Another variable that can benefit from univariate visualisation is the type of room.
ggplot(data, aes(x = room_type)) +
geom_bar(fill = "skyblue", color = "black") +
labs(title = "Distribution of Room Types",
x = "Room Type",
y = "Frequency") +
theme_minimal()
The type of room is an important factor when guests book a particular listing. If it is a large group, then their preference is an entire home whereas a solo traveler would be fine with a private/shared room. We see that most listings offer either the whole home or a private room and a few listings offering shared room accomodation.

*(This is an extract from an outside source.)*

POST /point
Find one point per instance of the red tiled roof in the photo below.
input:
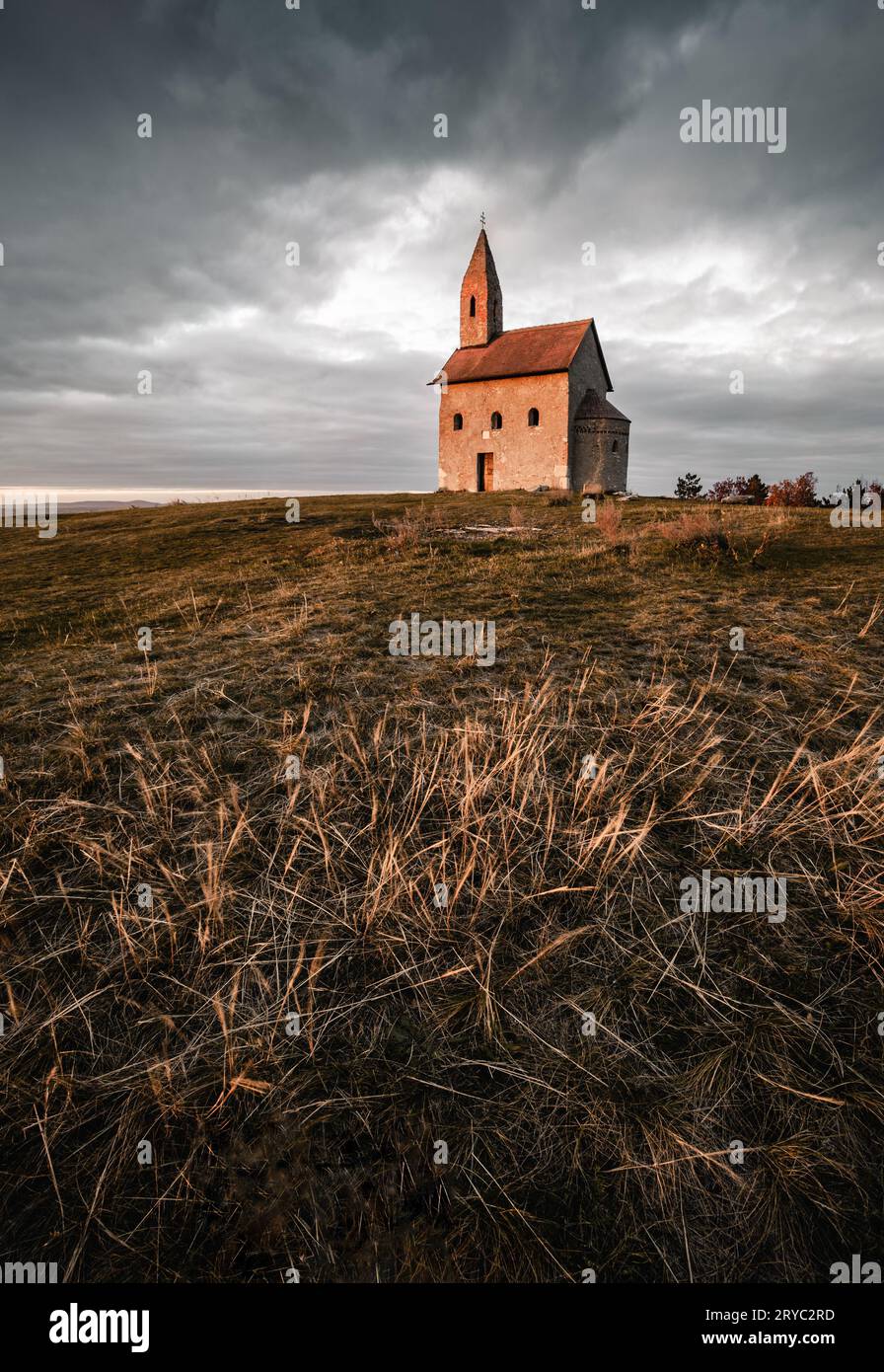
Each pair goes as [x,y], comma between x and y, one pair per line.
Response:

To analyze the relationship between two variables we use a bivariate distribution. In this case we use the price and minimum number of nights in the plot.
ggplot(data, aes(x = minimum_nights, y = price)) +
geom_point(color = "skyblue") +
labs(title = "Price distribution by number of nights",
x = "Minimum Number of Nights",
y = "Price") +
theme_minimal()
We choose these two variables because in most cases in real life, listings with higher minimum number of nights tend to have a lower price per night so that it remains among the top choices for guests. From above, we see that listings with least minimum nights criteria tend to have the widest range of prices. Beyond about 200, the price per night usually stays low. This is because, charging high with having higher minimum nights criteria is unreasonable for guests.
We went through the basic explanantion and cleaning of data followed by visualization of certain variables in the data.